Slide Action, l’avenir selon le trombone
RE:BUILD. Henry Purcell (1659-1695); Ryan Latimer (1990-); Jamie Tweed (-); Laura Jurd (1990-); Benny Vernon (-); Emily Hall (1978-); Matthew Locke (1621-1677); Alex Paxton (1990-); Joanna Ward (1998-). Slide Action. 51’17". 2024. Livret: anglais. NMC Recordings. NMC D2989.
Pour ce premier disque à lui consacré, le quatuor de trombones anglais Slide Action, créé en 2018 pour impulser un nouveau souffle à l’instrument, passe commande auprès de cinq compositeurs compatriotes, pièces entre lesquelles il propose des partitions propres ou des arrangements d’airs extirpés du patrimoine : l’idée est celle du changement de décors entre les actes d’une pièce de théâtre, où un élément (ici un thème, une hauteur, un fragment…) fait le lien entre ce qui précède et ce qui suit.

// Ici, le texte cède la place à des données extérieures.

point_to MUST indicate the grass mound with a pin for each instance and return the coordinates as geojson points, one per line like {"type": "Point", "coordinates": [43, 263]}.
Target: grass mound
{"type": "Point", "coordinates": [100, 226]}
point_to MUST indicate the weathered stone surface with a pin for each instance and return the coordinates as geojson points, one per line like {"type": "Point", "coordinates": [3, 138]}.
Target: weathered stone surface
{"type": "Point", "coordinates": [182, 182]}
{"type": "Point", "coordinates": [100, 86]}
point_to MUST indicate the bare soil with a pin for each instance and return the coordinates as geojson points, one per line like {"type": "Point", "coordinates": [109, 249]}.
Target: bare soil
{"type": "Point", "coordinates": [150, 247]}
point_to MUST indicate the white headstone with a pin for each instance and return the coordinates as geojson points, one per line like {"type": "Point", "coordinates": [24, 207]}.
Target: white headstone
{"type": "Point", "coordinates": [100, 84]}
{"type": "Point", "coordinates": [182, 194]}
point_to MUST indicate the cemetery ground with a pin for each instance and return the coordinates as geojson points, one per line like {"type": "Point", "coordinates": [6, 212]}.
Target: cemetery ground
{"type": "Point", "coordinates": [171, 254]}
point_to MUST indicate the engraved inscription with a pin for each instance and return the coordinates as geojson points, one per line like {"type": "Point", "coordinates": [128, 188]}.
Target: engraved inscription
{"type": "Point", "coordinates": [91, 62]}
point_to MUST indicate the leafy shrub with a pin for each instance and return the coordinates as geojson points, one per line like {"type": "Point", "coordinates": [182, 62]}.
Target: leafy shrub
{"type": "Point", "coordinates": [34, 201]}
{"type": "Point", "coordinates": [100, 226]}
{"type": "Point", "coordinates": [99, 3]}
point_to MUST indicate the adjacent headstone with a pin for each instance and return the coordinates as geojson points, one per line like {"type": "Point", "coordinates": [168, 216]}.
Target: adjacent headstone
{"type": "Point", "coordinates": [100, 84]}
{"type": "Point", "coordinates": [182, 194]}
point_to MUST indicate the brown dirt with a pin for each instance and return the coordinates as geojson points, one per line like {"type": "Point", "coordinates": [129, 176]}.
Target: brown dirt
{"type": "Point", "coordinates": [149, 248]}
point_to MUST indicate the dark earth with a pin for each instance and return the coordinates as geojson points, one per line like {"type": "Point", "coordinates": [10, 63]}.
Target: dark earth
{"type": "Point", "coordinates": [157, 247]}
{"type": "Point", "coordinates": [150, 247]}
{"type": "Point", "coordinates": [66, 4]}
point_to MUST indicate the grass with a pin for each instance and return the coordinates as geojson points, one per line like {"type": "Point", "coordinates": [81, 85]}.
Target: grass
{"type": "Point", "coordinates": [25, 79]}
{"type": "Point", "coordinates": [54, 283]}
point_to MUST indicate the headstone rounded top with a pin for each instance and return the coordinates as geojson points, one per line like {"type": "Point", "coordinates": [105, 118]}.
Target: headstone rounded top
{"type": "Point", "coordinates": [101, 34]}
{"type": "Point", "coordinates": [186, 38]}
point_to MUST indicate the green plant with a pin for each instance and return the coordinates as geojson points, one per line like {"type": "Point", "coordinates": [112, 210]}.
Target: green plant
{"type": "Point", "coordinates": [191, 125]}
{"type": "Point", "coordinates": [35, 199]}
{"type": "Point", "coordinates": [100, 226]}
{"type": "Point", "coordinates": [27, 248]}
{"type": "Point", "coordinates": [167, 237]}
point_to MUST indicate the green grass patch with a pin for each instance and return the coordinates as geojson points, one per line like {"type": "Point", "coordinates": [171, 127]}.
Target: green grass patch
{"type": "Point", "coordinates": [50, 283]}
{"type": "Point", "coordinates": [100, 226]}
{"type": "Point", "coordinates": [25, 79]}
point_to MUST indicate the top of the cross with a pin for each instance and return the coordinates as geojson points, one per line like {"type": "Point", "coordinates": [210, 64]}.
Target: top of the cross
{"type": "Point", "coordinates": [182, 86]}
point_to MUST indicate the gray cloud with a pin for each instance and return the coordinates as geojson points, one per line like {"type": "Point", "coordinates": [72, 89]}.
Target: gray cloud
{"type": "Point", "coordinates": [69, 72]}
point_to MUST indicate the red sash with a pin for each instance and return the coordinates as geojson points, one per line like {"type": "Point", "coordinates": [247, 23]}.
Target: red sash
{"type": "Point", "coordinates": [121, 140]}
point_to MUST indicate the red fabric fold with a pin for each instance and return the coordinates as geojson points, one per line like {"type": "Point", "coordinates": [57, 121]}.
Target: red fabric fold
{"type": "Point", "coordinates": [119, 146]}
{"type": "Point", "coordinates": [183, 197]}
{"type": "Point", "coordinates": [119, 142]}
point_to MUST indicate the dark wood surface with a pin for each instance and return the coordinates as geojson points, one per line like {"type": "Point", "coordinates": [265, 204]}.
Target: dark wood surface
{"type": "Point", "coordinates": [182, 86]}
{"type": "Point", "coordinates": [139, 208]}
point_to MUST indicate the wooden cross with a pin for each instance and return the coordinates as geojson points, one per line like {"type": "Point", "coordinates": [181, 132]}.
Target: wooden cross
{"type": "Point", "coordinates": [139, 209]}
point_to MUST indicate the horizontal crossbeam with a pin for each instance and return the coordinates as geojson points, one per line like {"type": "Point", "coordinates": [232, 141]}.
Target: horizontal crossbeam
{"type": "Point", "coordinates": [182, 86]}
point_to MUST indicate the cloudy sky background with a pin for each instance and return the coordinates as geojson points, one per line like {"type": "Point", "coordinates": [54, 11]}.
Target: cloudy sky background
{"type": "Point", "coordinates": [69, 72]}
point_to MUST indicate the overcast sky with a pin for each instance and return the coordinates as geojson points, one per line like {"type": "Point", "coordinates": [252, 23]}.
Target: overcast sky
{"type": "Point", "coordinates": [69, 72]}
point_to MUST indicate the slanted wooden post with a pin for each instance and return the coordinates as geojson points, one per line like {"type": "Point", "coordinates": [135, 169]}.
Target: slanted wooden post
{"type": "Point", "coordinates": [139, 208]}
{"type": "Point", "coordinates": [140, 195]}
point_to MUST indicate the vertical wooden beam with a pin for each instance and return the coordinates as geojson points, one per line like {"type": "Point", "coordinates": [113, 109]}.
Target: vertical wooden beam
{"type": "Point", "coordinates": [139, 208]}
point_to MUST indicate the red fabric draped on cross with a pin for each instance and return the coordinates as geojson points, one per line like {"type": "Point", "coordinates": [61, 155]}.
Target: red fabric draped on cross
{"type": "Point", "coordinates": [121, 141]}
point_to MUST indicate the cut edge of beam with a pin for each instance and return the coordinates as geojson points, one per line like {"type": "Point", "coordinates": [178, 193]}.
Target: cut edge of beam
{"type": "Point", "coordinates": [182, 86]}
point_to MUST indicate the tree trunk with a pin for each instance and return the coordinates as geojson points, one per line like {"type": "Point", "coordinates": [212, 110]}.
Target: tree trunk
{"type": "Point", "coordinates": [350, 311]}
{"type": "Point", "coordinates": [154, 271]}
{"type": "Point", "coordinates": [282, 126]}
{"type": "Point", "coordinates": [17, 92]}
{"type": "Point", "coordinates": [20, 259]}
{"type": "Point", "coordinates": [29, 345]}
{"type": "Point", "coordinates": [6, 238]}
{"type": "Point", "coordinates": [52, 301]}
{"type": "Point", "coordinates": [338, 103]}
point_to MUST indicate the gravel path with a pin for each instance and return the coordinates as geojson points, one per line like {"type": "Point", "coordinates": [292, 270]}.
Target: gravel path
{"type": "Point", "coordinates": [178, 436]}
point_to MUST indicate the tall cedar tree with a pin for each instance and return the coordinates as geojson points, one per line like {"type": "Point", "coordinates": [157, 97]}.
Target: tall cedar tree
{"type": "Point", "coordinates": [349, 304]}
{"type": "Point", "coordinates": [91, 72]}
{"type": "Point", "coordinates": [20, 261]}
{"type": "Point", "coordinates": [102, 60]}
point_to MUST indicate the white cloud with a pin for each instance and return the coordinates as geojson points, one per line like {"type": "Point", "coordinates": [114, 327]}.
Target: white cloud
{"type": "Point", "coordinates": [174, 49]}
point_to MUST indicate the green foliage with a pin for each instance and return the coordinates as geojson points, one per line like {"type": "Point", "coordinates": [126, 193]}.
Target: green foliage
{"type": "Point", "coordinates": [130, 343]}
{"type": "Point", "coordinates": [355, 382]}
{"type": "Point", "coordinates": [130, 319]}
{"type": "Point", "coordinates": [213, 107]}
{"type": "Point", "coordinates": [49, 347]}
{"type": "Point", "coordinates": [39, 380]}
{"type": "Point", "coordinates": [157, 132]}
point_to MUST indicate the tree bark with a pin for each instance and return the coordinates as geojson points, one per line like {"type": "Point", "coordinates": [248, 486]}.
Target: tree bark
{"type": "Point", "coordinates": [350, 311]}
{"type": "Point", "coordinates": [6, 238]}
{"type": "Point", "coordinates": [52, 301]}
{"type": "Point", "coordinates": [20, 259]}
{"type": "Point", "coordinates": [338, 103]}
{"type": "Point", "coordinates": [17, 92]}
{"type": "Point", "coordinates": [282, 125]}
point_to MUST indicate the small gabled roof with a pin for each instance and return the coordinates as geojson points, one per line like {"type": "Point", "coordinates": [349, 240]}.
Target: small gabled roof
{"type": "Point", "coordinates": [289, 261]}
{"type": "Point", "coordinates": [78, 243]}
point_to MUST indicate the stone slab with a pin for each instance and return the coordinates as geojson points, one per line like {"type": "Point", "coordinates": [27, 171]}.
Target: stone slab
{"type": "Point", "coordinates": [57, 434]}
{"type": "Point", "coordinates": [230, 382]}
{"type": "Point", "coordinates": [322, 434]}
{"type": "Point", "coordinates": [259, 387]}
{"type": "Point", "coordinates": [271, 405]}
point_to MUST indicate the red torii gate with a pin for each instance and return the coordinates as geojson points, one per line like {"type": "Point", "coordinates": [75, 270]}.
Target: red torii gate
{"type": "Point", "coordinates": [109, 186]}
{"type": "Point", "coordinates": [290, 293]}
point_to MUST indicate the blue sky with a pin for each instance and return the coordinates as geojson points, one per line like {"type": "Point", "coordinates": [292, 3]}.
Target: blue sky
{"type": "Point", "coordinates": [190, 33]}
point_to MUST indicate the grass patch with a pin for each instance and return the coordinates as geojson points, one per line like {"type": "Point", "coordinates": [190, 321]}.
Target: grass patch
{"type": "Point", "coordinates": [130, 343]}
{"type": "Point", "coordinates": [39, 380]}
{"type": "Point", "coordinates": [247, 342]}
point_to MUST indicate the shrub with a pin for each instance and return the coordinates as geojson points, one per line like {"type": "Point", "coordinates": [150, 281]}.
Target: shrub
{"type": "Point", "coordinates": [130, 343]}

L’album s’ouvre sur l’imposant (et familier) March, Music for the Funeral of Queen Mary d’Henry Purcell, porte-drapeau du baroque anglais, qu’il parsème de prises aux styles italien et français, à la fois hommage du quatuor à la musique pour cuivres traditionnelle et annonce, par son final estropié, dévié, manipulé par l’électronique, de temps nouveaux. C’est de ce chamboulement de l’ordre qu’est en charge Ryan Latimer : C. Exigua (un sympathique pou marin grignoteur de langue – de poisson), aux reflets scintillants comme ceux des ballons dorés de la fête foraine, aux touches poussées comme autant de larges traits de pinceau à poils rêches sur la toile granuleuse, bouscule la tradition de ses images en mouvement – le compositeur travaille régulièrement avec des chorégraphes.
Dans le premier Interlude (Smooth Place Cool Drink), Jamie Tweed (1/4 du Slide Action) passe à la moulinette un accord (le premier du standard de jazz Here’s That Rainy Day de Jimmy Van Heusen) pour en tirer des lignes mélodiques ; il introduit Swamped, de Laura Jurd, dont l’écriture baigne dans les sonorités du jazz et du folk, qui suit un groove pas aussi régulier qu’il en a l’air et pour lequel l’ensemble resserre le son, transportant l’auditeur dans un espace confiné, à l’éclairage encombré des volutes de cigarettes, blondes mais denses.
Le deuxième Interlude, cette fois de Benny Vernon (un autre quart du Slide Action), titré Sit (« quand le trombone tonne doucement, il faut s’asseoir sur sa chaise préférée »), s’enroule, dans une atmosphère méditative, autour de la sourdine Harmon/Wa Wa, une sourdine extensible que l’instrumentiste manipule de légers mouvements de la main afin d’isoler les harmoniques ; et c’est la position assise qui fait le lien avec Close Palms, pour laquelle Emily Hall (elle écrit principalement pour voix et a cinq opéras, aux formes faisant fi des contraintes, derrière elle) fait usage du glissando comme d’un inséminateur de tension, incisive et poisseuse.
Josh Cirtina (le quart de Slide Action déjà responsable du relooking de la Marche de Purcell) arrange, pour le troisième interlude, le Flatt Consort de Matthew Locke, un autre baroque anglais, en une texture pansue dérivant vers le rutilant ; à quoi succède Hairy Pony Estampie de l’irrévérencieux et foisonnant Alex Paxton : ça frétille comme un panier d’anguilles, ça s’éparpille comme une pieuvre contorsionniste – imprévisible ? Par pour ce trou noir de la musique, qui adore concentrer et bourrer à craquer le plus infime espace sonore.
Avec Joanna Ward en clôture du disque, c’est le regard ouvert vers le futur que privilégie Slide Action : Playing Frisbee May 2022 est une partition ludique, graphique, semi-notée, semi-ouverte, où une page est un jeu, aux règles chaque fois différentes – l’idée, c’est d’essayer sans cesse de nouvelles idées, dans une quête incessante de sons nouveaux. Sacrée entreprise !
Son : 8 – Livret : 8 – Répertoire : 8 – Interprétation : 8
Chronique réalisée sur base de l'édition digitale.